【WH日記】道行く人を魅了する書道アート – 岩見敏樹さん

みんなの「ワーホリ・ダイアリー」

道行く人を魅了する書道アート

第56回 今回登場のワーホリ・メーカーは?

岩見敏樹さん


1995年生まれ・大阪府出身
立命館大学在学。3年次終了後に休学、ワーキング・ホリデー制度を利用し2016年7月に来豪。ファーム・ジョブを経て2年目の滞在となった18年3月より書道の路上パフォーマンスを開始。現在はシドニーCBDを中心に市内の複数の場所で活動中(Web: www.instagram.com/toshi_bsk51


ある週末の昼下がり、シドニー市内中心部のショッピング通り「ピット・ストリート・モール」で書道のバスキング(路上パフォーマンス)を行う岩見敏樹さんの周りには、大きな人だかりができていた。

「あなたの名前をそこに」、その言葉と共に手渡されたノートに名前を書くと、躍動感溢れる書道のアート作品が瞬く間に完成する。かけがえのない宝物を受け取った――。作品を手にした人は皆、そんな幸せそうな表情を浮かべていた。

現在、2年目のワーキング・ホリデー生活を送る岩見さんは元々、将来への足掛かりを得ようと大学を休学しオーストラリアの地にやって来た。

「大学入学の年に東京五輪の開催が決まり、就職のころには英語力が必要になると考えたことや、海外生活で日本ではできないような経験を積みたいと思い来豪しました。特別なビジョンがあったわけではなかったんです」

2016年7月に来豪したが、日本での就職活動のスケジュールを考えると1年に及ぶ長期滞在のプランはなかった。半年か7カ月、年が明ければ帰国し復学する予定だった。しかし、帰国が目前に迫ったタイミングで岩見さんはバスキングについて知り大きな感銘を受けた。

「街中で見掛けていたので何となく存在には気付いていましたが、日本人の知り合いを通じて詳しく知りました。

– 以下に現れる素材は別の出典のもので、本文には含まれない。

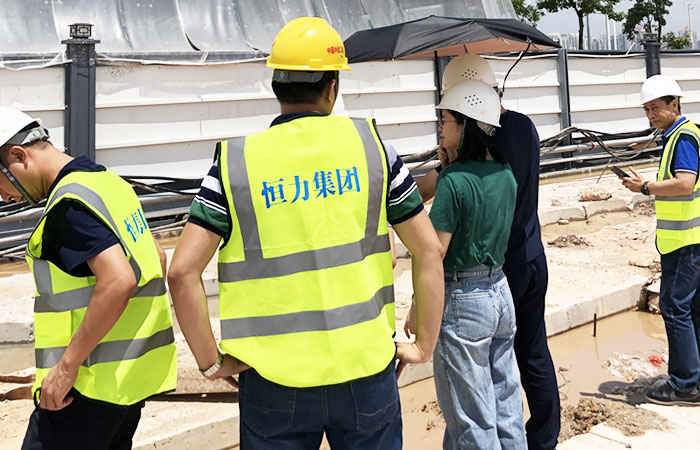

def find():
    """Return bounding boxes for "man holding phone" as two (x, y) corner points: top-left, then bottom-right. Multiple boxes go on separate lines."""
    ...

(622, 75), (700, 405)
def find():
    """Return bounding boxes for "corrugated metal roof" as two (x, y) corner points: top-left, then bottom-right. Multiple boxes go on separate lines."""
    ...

(0, 0), (515, 59)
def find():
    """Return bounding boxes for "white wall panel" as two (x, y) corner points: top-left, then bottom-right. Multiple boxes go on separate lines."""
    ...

(5, 55), (700, 177)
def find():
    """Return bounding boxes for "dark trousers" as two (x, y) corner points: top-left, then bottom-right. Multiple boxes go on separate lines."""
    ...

(239, 364), (402, 450)
(22, 389), (143, 450)
(503, 254), (561, 450)
(659, 245), (700, 392)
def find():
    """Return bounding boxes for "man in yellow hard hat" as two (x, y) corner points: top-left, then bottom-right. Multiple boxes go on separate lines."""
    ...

(0, 107), (177, 450)
(622, 75), (700, 405)
(168, 17), (444, 449)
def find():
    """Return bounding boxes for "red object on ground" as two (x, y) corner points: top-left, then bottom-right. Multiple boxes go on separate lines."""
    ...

(649, 355), (664, 367)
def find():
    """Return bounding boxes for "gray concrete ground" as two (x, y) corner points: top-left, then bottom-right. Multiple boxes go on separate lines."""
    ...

(0, 170), (672, 449)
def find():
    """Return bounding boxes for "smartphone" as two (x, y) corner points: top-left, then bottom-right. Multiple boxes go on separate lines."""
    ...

(610, 166), (630, 178)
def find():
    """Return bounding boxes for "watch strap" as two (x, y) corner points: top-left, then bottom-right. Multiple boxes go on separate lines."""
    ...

(199, 351), (224, 378)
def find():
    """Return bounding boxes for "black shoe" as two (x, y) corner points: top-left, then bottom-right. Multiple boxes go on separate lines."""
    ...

(645, 381), (700, 406)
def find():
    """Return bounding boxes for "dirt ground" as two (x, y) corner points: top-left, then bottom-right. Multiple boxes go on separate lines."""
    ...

(0, 204), (670, 450)
(559, 398), (669, 442)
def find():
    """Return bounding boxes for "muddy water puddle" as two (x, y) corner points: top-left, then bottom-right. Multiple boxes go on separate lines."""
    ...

(549, 311), (667, 404)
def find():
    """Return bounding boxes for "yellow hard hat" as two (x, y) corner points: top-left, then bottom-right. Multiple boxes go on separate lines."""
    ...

(267, 17), (350, 72)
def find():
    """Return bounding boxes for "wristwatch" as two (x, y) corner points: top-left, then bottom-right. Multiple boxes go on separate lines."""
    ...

(639, 181), (651, 195)
(199, 350), (224, 378)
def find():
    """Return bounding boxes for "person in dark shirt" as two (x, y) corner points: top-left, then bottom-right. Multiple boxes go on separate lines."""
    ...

(416, 55), (561, 450)
(0, 108), (171, 450)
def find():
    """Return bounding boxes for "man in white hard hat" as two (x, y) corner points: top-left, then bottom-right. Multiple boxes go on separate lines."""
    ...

(0, 107), (177, 450)
(622, 75), (700, 405)
(416, 54), (560, 450)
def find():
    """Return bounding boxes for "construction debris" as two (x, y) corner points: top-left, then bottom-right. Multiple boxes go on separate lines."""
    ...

(559, 398), (668, 442)
(578, 186), (612, 202)
(547, 234), (591, 248)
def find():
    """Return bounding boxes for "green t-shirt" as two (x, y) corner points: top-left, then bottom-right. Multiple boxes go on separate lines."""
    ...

(430, 161), (517, 272)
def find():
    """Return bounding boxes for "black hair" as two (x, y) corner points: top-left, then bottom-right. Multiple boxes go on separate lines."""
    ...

(449, 109), (506, 164)
(272, 70), (338, 104)
(661, 95), (681, 114)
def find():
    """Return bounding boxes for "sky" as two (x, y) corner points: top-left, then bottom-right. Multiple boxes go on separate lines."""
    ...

(526, 0), (700, 37)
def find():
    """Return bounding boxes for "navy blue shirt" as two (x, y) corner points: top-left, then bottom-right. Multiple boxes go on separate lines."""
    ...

(491, 111), (544, 266)
(661, 116), (700, 176)
(41, 156), (119, 277)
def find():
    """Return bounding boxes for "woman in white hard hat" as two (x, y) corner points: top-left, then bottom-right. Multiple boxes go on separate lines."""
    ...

(422, 80), (527, 449)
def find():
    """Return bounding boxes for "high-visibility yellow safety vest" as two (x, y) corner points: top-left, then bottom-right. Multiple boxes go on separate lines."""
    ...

(655, 119), (700, 255)
(27, 171), (177, 405)
(219, 116), (396, 387)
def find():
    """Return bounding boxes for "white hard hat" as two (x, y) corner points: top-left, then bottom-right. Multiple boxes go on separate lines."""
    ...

(0, 106), (45, 147)
(435, 80), (501, 127)
(640, 75), (683, 105)
(442, 54), (498, 93)
(0, 106), (49, 206)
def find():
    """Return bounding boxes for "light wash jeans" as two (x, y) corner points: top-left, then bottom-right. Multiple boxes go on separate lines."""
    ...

(433, 266), (527, 450)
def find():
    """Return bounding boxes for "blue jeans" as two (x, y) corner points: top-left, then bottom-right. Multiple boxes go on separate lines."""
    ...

(659, 245), (700, 392)
(433, 266), (527, 450)
(239, 362), (402, 450)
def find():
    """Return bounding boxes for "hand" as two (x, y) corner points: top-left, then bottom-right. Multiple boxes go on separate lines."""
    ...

(403, 294), (416, 339)
(207, 354), (250, 388)
(622, 167), (644, 192)
(39, 361), (78, 411)
(438, 146), (450, 168)
(396, 342), (432, 380)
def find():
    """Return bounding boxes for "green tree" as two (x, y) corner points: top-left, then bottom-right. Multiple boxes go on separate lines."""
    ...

(537, 0), (625, 48)
(661, 31), (690, 50)
(622, 0), (673, 42)
(513, 0), (542, 27)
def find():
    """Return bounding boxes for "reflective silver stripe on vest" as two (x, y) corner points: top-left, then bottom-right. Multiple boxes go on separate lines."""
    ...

彼も書道のパフォーマンスをしていて、話を聞けば聞くほど『面白そうだ。自分もしてみたい』と感じました。その活動をするのであれば休学期間を延ばし、更に長く滞在しても良いと思えたんです」

ファーム・ジョブを終え、セカンド・ビザでの2年目の滞在となった今年3月中旬、書道のバスキングを当時滞在していたQLD州で開始した。自身も書道を選んだ理由を「他のパフォーマーに埋もれないよう、日本人であることを生かし差別化を図りました」と語る。路上での活動の大変さは周りのパフォーマーから聞いていたというが、それでも滞在の延長を決心させたほどの強い好奇心が岩見さんの背中を押した。

人の善意という財産

作品は基本的に無料で、好意でチップを受け取る形で行われている岩見さんのバスキング。現在はチップの収入だけで生計を立てられるほど安定した活動を行えているそうだが、活動開始当初に得られた成果を、岩見さん曰く「惨憺(さんたん)たるものだった」と振り返る。

ピット・ストリート・モールでの書道のバスキングの様子
ピット・ストリート・モールでの書道のバスキングの様子

「4時間パフォーマンスをしても、たったの3ドルしか稼げませんでした。1時間で1人からしか声を掛けてもらえず、活動を全く認知してもらえていない状況だったんです」

また、本格的な書道の経験がほとんどなかったため、「人には決して見せられない下手さ」と語るほどだった腕前を磨くことにも苦労したという。

「最初は練習も兼ねて1日最高200枚ほど書いていました。それを毎日続け、1カ月が経ったころには自分なりのスタイルを確立でき、チップをもらえるほど作品のクオリティーが向上しました」

そうした努力に加え、通行人に見慣れてしまうことがないよう、冒頭の場所以外にビーチやショッピング・センターなど活動場所を複数ローテーションさせる工夫により、現在の成果を手にできるようになった。ただ、岩見さんにとって活動を通して得た最大の成果は、経済的な部分とはまた違うところにあった。

「バスキングをする中で、作品を蹴られるなど理不尽なこともありましたが、人の善意の方をより多く感じてきました。人の優しさをしっかりと受け止められる自分に成長を感じられた気がします。それがバスキングで得た一番大きなことだったと実感しています」

残り限られたワーキング・ホリデー生活を終え帰国すると、社会人として羽ばたくための新たなステージが始まる。その先の未来は、来豪前とは違い確かな自信と共に思い描かれている。

「自分の努力次第で収入や人の喜びを得られる活動をしたことで、自信が付きましたし、心から楽しむこともできました。最初はどこかの企業に就職すると思いますが、ある程度の経験を積んだら、今回の経験を思い出しビジネスなど、何かを一から自分の力で始めたいと考えています」

シドニーの路上から踏み出そうとしているその1歩は、力強い。